The recent Africa Forward Summit brought together influential leaders, innovators, policymakers, investors, and development actors to discuss Africa’s economic future and the continent’s position within the global economy.
The summit featured bold and necessary conversations around 𝗔𝗜, 𝗱𝗶𝗴𝗶𝘁𝗮𝗹 𝘁𝗿𝗮𝗻𝘀𝗳𝗼𝗿𝗺𝗮𝘁𝗶𝗼𝗻, 𝗶𝗻𝗳𝗿𝗮𝘀𝘁𝗿𝘂𝗰𝘁𝘂𝗿𝗲, 𝗶𝗻𝘃𝗲𝘀𝘁𝗺𝗲𝗻𝘁, industrialization, and strategies for accelerating sustainable economic growth across Africa.
At Saidika Organization, we found these conversations both timely and important, particularly as Africa continues to position itself as a rising force in innovation, entrepreneurship, and youth-driven development.
However, one key observation remained evident throughout the discussions:
Africa’s 𝗰𝗿𝗲𝗮𝘁𝗶𝘃𝗲 𝗲𝗰𝗼𝗻𝗼𝗺𝘆 continues to receive recognition in words more than in actual investment priority.
Across the continent, the creative sector is consistently acknowledged as a driver of youth employment, cultural influence, innovation, and identity. Yet despite this recognition, there remains limited conversation around long-term financing structures, ownership opportunities, infrastructure investment, intellectual property protection, and policy frameworks designed to strengthen the sector sustainably.
Many of the summit’s major commitments focused on banking systems, industrialization, infrastructure financing, private capital mobilization, and technology ecosystems. Meanwhile, the creative economy was often positioned as an inspirational component of development rather than as a fully investable economic sector.
This presents an important gap in Africa’s development agenda.

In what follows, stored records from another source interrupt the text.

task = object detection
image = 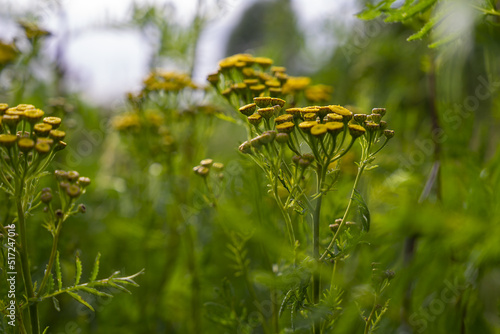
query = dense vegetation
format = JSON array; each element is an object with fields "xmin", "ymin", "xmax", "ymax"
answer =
[{"xmin": 1, "ymin": 0, "xmax": 500, "ymax": 333}]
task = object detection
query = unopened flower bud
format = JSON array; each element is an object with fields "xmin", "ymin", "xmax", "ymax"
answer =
[
  {"xmin": 276, "ymin": 121, "xmax": 294, "ymax": 133},
  {"xmin": 383, "ymin": 129, "xmax": 395, "ymax": 139},
  {"xmin": 239, "ymin": 141, "xmax": 252, "ymax": 154},
  {"xmin": 55, "ymin": 170, "xmax": 67, "ymax": 180},
  {"xmin": 348, "ymin": 124, "xmax": 366, "ymax": 138},
  {"xmin": 258, "ymin": 107, "xmax": 275, "ymax": 120},
  {"xmin": 248, "ymin": 113, "xmax": 262, "ymax": 126},
  {"xmin": 78, "ymin": 204, "xmax": 86, "ymax": 214},
  {"xmin": 196, "ymin": 166, "xmax": 210, "ymax": 177},
  {"xmin": 78, "ymin": 176, "xmax": 91, "ymax": 187},
  {"xmin": 253, "ymin": 97, "xmax": 272, "ymax": 108},
  {"xmin": 370, "ymin": 113, "xmax": 382, "ymax": 123},
  {"xmin": 200, "ymin": 159, "xmax": 213, "ymax": 167},
  {"xmin": 41, "ymin": 191, "xmax": 52, "ymax": 203},
  {"xmin": 33, "ymin": 123, "xmax": 52, "ymax": 137},
  {"xmin": 275, "ymin": 132, "xmax": 289, "ymax": 144},
  {"xmin": 353, "ymin": 114, "xmax": 367, "ymax": 124},
  {"xmin": 291, "ymin": 155, "xmax": 301, "ymax": 165},
  {"xmin": 67, "ymin": 171, "xmax": 80, "ymax": 182},
  {"xmin": 379, "ymin": 120, "xmax": 387, "ymax": 131},
  {"xmin": 55, "ymin": 209, "xmax": 64, "ymax": 218},
  {"xmin": 239, "ymin": 103, "xmax": 257, "ymax": 116},
  {"xmin": 329, "ymin": 224, "xmax": 339, "ymax": 232},
  {"xmin": 371, "ymin": 108, "xmax": 386, "ymax": 117}
]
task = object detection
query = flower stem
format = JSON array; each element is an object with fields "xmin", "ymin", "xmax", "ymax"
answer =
[{"xmin": 16, "ymin": 179, "xmax": 40, "ymax": 334}]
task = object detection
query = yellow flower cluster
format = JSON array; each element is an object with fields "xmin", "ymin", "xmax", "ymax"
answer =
[
  {"xmin": 19, "ymin": 21, "xmax": 50, "ymax": 40},
  {"xmin": 143, "ymin": 71, "xmax": 197, "ymax": 92},
  {"xmin": 208, "ymin": 53, "xmax": 330, "ymax": 109},
  {"xmin": 304, "ymin": 84, "xmax": 334, "ymax": 103},
  {"xmin": 0, "ymin": 41, "xmax": 18, "ymax": 65},
  {"xmin": 111, "ymin": 109, "xmax": 164, "ymax": 132},
  {"xmin": 0, "ymin": 103, "xmax": 66, "ymax": 178}
]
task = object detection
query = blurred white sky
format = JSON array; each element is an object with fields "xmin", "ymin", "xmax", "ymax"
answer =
[{"xmin": 0, "ymin": 0, "xmax": 359, "ymax": 104}]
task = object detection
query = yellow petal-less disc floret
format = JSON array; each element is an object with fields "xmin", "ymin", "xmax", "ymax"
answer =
[
  {"xmin": 310, "ymin": 124, "xmax": 328, "ymax": 137},
  {"xmin": 24, "ymin": 109, "xmax": 44, "ymax": 123},
  {"xmin": 18, "ymin": 138, "xmax": 35, "ymax": 152},
  {"xmin": 49, "ymin": 129, "xmax": 66, "ymax": 141},
  {"xmin": 248, "ymin": 113, "xmax": 262, "ymax": 125},
  {"xmin": 299, "ymin": 121, "xmax": 318, "ymax": 133},
  {"xmin": 276, "ymin": 121, "xmax": 295, "ymax": 133},
  {"xmin": 33, "ymin": 123, "xmax": 52, "ymax": 137},
  {"xmin": 0, "ymin": 134, "xmax": 17, "ymax": 147},
  {"xmin": 325, "ymin": 122, "xmax": 344, "ymax": 136},
  {"xmin": 348, "ymin": 124, "xmax": 366, "ymax": 138},
  {"xmin": 274, "ymin": 114, "xmax": 293, "ymax": 124},
  {"xmin": 43, "ymin": 116, "xmax": 62, "ymax": 129}
]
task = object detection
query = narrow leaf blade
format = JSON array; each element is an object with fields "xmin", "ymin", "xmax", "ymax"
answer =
[
  {"xmin": 353, "ymin": 189, "xmax": 371, "ymax": 232},
  {"xmin": 66, "ymin": 291, "xmax": 94, "ymax": 312}
]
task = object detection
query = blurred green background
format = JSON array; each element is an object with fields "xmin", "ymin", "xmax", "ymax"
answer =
[{"xmin": 1, "ymin": 0, "xmax": 500, "ymax": 333}]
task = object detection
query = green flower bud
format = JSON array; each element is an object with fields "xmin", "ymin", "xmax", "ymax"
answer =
[
  {"xmin": 371, "ymin": 108, "xmax": 386, "ymax": 117},
  {"xmin": 66, "ymin": 184, "xmax": 81, "ymax": 198},
  {"xmin": 78, "ymin": 204, "xmax": 87, "ymax": 214},
  {"xmin": 285, "ymin": 108, "xmax": 302, "ymax": 119},
  {"xmin": 383, "ymin": 129, "xmax": 395, "ymax": 139},
  {"xmin": 302, "ymin": 153, "xmax": 315, "ymax": 162},
  {"xmin": 253, "ymin": 96, "xmax": 272, "ymax": 108},
  {"xmin": 274, "ymin": 114, "xmax": 293, "ymax": 124},
  {"xmin": 379, "ymin": 120, "xmax": 387, "ymax": 131},
  {"xmin": 257, "ymin": 107, "xmax": 275, "ymax": 119},
  {"xmin": 348, "ymin": 124, "xmax": 366, "ymax": 138},
  {"xmin": 55, "ymin": 170, "xmax": 68, "ymax": 180},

According to UNESCO, Africa’s film and audiovisual industries already contribute approximately $5 billion to the continent’s GDP and support more than 5 million jobs, with the potential to generate over 20 million jobs and $20 billion in annual revenues if adequately supported.
In addition, UNCTAD Creative Economy Outlook 2024 highlights that the global creative economy has become a major contributor to international trade and economic growth, with creative services exports surpassing $1.4 trillion globally.
Research by Brookings Institution further projects that Africa’s creative economy could grow into a $200 billion sector by 2030.
Despite this enormous potential, significant barriers continue to affect creatives across the continent, including:
Limited access to financing and investment
Weak intellectual property protection systems
Insufficient creative infrastructure
Low public investment in arts and culture
Informality within the sector
Limited policy protection for digital creators and creative entrepreneurs
At Saidika Organization, we believe Africa cannot expect creativity to fuel transformation while continuously treating the sector as secondary within economic planning.
If Africa genuinely believes in the power of the creative economy, then governments, development institutions, private sector actors, and investors must intentionally build systems that allow creatives to own, scale, protect, and sustain their work.
The future of Africa will not only be shaped in financial institutions, policy rooms, and technology hubs.
It will also be shaped by 𝘀𝘁𝗼𝗿𝘆𝘁𝗲𝗹𝗹𝗲𝗿𝘀, 𝗮𝗿𝘁𝗶𝘀𝘁𝘀, 𝗳𝗶𝗹𝗺𝗺𝗮𝗸𝗲𝗿𝘀, 𝗺𝘂𝘀𝗶𝗰𝗶𝗮𝗻𝘀, 𝗳𝗮𝘀𝗵𝗶𝗼𝗻 𝗱𝗲𝘀𝗶𝗴𝗻𝗲𝗿𝘀, 𝗱𝗶𝗴𝗶𝘁𝗮𝗹 𝗰𝗿𝗲𝗮𝘁𝗼𝗿𝘀, writers, gamers, and cultural entrepreneurs whose work continues to influence identity, opportunity, innovation, and Africa’s global voice.
The creative economy should no longer remain on the sidelines of Africa’s economic conversation.
It must become part of the continent’s central development agenda.